TORONTO, ONTARIO–(Marketwired – March 23, 2017) –
THIS PRESS RELEASE IS NOT FOR DISTRIBUTION IN THE UNITED STATES OR OVER U.S. WIRE SERVICES
LOGiQ Asset Management Ltd. (TSX:LGQ) (the “Manager“) and Aston Hill Corporate Funds Inc. announced today that, as a result of proposed amendments to the Income Tax Act (Canada) (the “Tax Act“) announced in the Federal Budget on March 22, 2017 (the “Proposed Amendments“), there will be certain changes to the proposed merger announced in their press release dated March 15, 2017 entitled “Proposed Mergers and Special Meetings” (the “March 15 Press Release“) in respect of the corporate class funds of Aston Hill Corporate Funds Inc. The proposed merger of Aston Hill Canadian Total Return Fund and Aston Hill U.S. Conservative Growth Fund into Aston Hill Total Return Fund announced in the March 15 Press Release is not affected by the Amendments and the special meeting of unitholders of such funds will proceed as previously announced.
The Proposed Amendments propose to amend the Tax Act such that a mutual fund corporation comprised of one or more corporate classes may merge into multiple mutual funds trusts on a tax-deferred basis.
As a result of the Proposed Amendments, the special meeting of the holders of each series of shares (collectively, the “Shareholders“) of Aston Hill High Income Class, Aston Hill Strategic Yield Class and Aston Hill Total Return Class (collectively, the “Terminating Funds“) announced in the March 15 Press Release will be cancelled and the proposed merger of the Terminating Funds into Aston Hill Strategic Yield Fund will not proceed.
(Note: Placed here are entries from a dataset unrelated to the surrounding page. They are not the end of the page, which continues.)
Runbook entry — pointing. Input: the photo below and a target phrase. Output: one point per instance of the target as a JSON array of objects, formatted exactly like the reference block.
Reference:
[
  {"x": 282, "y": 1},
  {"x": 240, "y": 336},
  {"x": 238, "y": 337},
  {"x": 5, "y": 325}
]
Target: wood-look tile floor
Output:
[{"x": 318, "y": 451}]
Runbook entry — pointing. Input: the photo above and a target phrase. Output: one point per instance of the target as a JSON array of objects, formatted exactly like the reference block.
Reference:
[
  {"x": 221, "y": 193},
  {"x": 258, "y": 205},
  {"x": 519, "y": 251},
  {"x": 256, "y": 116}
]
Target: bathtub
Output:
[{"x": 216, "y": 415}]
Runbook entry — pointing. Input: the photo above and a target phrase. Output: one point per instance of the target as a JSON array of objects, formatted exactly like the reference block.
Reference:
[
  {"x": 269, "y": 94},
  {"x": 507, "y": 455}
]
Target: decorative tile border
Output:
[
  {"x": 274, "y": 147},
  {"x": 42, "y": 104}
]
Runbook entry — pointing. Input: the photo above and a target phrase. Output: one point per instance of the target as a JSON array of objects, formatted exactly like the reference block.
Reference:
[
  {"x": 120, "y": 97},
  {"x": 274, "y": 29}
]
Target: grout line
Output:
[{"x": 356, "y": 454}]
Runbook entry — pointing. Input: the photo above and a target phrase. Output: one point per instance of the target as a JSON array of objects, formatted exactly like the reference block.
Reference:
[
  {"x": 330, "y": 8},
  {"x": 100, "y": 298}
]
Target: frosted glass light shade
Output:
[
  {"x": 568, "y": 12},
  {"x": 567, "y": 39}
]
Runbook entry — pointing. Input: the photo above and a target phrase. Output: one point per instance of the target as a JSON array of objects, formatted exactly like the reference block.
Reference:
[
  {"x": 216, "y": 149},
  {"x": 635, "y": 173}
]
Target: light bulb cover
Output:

Instead, the Manager plans to proceed with the proposed mergers (the “New Mergers“) of each of the Terminating Funds into its corresponding trust (collectively, the “Continuing Funds“) as follows:
Terminating Funds | Continuing Funds |
Aston Hill High Income Class | Aston Hill High Income Fund |
Aston Hill Strategic Yield Class | Aston Hill Strategic Yield Fund |
Aston Hill Total Return Class | Aston Hill Total Return Fund |
Shareholders will, on the effective date of the applicable New Merger, receive units of such series of the corresponding Continuing Fund equivalent to the series of shares held by the Shareholder in a Terminating Fund. The number of units of a series of a Continuing Fund received will be determined by multiplying the number of shares of the applicable series of a Terminating Fund held by the Shareholder at the close of business prior to the effective date of the applicable New Merger by an exchange ratio (which will be equal to the net asset value per series of shares of such Terminating Fund on the business day prior to the effective date of such Merger, divided by the net asset value per the equivalent series of units of the applicable Continuing Fund, on such date).
The Manager will provide Shareholders with 60 days’ written notice of the New Mergers, which are expected to occur on or about May 31, 2017.